See Also: Lasegue Test
How do you Perform Bragard Test?
- The patient is supine.
- The examiner grasps the patient’s heel with one hand and anterior aspect of the knee with the other hand.
- The examiner slowly raises the patient’s leg, which is extended at the knee (Performing the straight leg raise test).
- At the onset of the Lasegue sign, the examiner lowers the patient’s leg just far enough that the patient no longer feels pain.
- The examiner then passively moves the patient’s foot into extreme dorsiflexion in this position, eliciting the typical pain caused by stretching of the sciatic nerve.
See Also: Thomas Test
What does a positive Bragard Test mean?
A positive Bragard test is evidence of nerve root compression, which may lie between L4 and S1.
Sensitivity & Specificity
A study to assess the diagnostic accuracy of a Bragard’s test compared with the straight leg raise (SLR) test in patients presenting with electrodiagnostic evidence of L5 and S1 nerve root compression, the Sensitivity & Specificity of this test was:
- Sensitivity: 69.3%
- Specificity: 67.42%.
- Dull, nonspecific pain in the posterior thigh radiating into the knee is attributable to stretching of the hamstrings and should not be assessed as a Lasegue sign.
- A sensation of tension in the calf may be attributable to thrombosis, thrombophlebitis, or contracture of the gastrocnemius.
- The Bragard sign can be used to test whether the patient is malingering. The sign is usually negative in malingerers.
Modified Bragard test
The Modified Bragard test is performed as following:
The patient is supine on the examination table with both legs straight. The examiner began with the straight leg raise test: If the patient feels no radicular pain or symptoms despite 70° hip flexion (negative SLR test), the foot is then dorsiflexed firmly, if radiating pain below the knee was produced, the Modified Bragard test is positive.

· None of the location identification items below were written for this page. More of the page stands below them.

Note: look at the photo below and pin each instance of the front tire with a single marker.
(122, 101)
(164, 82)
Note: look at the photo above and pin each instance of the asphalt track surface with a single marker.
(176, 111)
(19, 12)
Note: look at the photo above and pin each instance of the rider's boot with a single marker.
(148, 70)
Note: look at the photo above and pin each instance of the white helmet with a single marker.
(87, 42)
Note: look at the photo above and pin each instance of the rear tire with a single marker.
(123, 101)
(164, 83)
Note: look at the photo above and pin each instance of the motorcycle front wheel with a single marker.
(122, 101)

The test is based on the hypothesis that combining hip flexion and knee extension with ankle dorsiflexion will increase the examiner’s capacity to provoke nerve root/sciatic signs and symptoms in SLR-negative patients.
The modified Bragard test is easy to perform and has an acceptable test performance, which can help to increase discriminative power of clinical examination in patients with L5 or S1 nerve root compression who exhibit a negative SLR test result, especially in the acute phase of the disease.

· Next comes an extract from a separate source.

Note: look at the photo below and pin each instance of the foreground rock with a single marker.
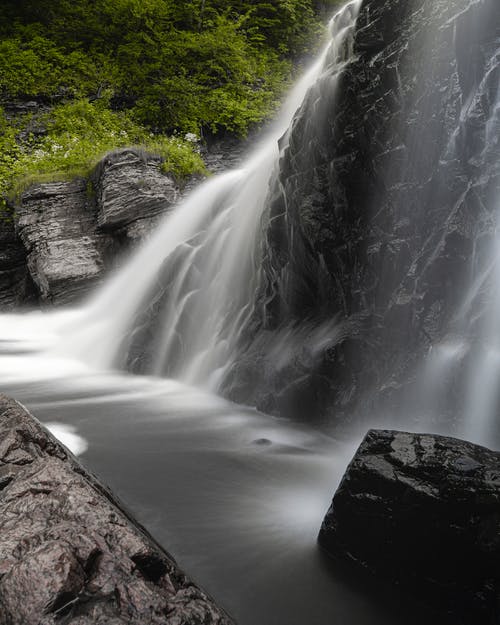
(68, 552)
(423, 511)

- Homayouni K, Jafari SH, Yari H. Sensitivity and Specificity of Modified Bragard Test in Patients With Lumbosacral Radiculopathy Using Electrodiagnosis as a Reference Standard. J Chiropr Med. 2018 Mar;17(1):36-43. doi: 10.1016/j.jcm.2017.10.004. Epub 2018 Jan 12. PMID: 29628807.

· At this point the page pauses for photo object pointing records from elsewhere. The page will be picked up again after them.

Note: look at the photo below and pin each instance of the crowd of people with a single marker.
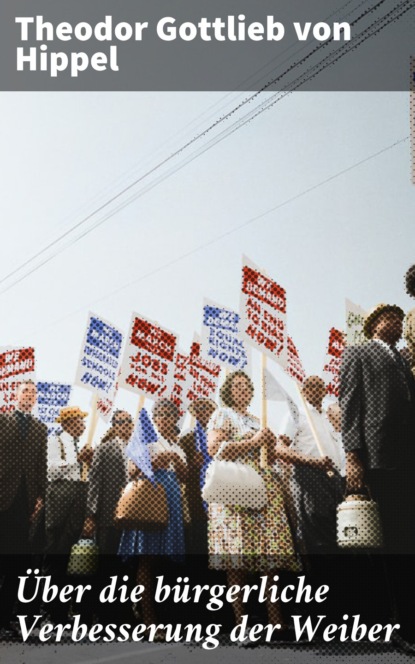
(365, 442)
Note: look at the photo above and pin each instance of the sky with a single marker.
(310, 190)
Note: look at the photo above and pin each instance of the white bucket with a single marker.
(358, 524)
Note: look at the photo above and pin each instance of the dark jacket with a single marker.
(107, 478)
(193, 490)
(377, 398)
(22, 457)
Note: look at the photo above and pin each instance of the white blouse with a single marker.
(233, 424)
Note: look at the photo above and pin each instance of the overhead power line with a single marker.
(119, 198)
(222, 236)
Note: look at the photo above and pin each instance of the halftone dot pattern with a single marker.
(153, 506)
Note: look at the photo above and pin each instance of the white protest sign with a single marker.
(355, 318)
(51, 397)
(294, 366)
(221, 341)
(331, 369)
(16, 366)
(263, 313)
(148, 362)
(100, 357)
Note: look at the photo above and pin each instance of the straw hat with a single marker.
(374, 314)
(70, 411)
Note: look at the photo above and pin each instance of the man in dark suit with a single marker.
(23, 441)
(377, 398)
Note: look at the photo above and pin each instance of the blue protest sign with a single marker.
(220, 337)
(100, 357)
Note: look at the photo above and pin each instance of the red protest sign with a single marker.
(16, 365)
(181, 382)
(331, 369)
(204, 374)
(263, 313)
(148, 359)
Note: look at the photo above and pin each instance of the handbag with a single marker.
(358, 523)
(234, 483)
(142, 506)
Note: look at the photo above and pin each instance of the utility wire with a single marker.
(232, 231)
(379, 24)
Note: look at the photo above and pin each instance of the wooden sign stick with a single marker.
(264, 410)
(91, 433)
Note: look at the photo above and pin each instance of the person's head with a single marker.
(410, 281)
(334, 415)
(202, 409)
(314, 390)
(72, 420)
(385, 322)
(26, 396)
(122, 425)
(165, 417)
(237, 391)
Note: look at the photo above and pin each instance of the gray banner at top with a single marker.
(206, 44)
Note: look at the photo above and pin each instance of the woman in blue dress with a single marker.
(169, 466)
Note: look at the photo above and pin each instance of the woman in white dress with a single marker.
(243, 540)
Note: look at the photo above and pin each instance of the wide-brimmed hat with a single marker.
(70, 411)
(374, 314)
(201, 403)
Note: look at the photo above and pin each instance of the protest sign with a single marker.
(355, 318)
(263, 313)
(105, 405)
(294, 366)
(182, 382)
(149, 358)
(51, 397)
(99, 361)
(16, 366)
(275, 392)
(331, 369)
(204, 374)
(412, 115)
(221, 341)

- Marquardt W. Karl Bragard [Karl Bragard]. Z Orthop Ihre Grenzgeb. 1973 Jun;111(3):338-9. German. PMID: 4269946.
- Homayouni K, Jafari SH, Yari H. Sensitivity and Specificity of Modified Bragard Test in Patients With Lumbosacral Radiculopathy Using Electrodiagnosis as a Reference Standard. J Chiropr Med. 2018 Mar;17(1):36-43. doi: 10.1016/j.jcm.2017.10.004. Epub 2018 Jan 12. PMID: 29628807; PMCID: PMC5883635.
- Clinical Tests for the Musculoskeletal System 3rd Edition.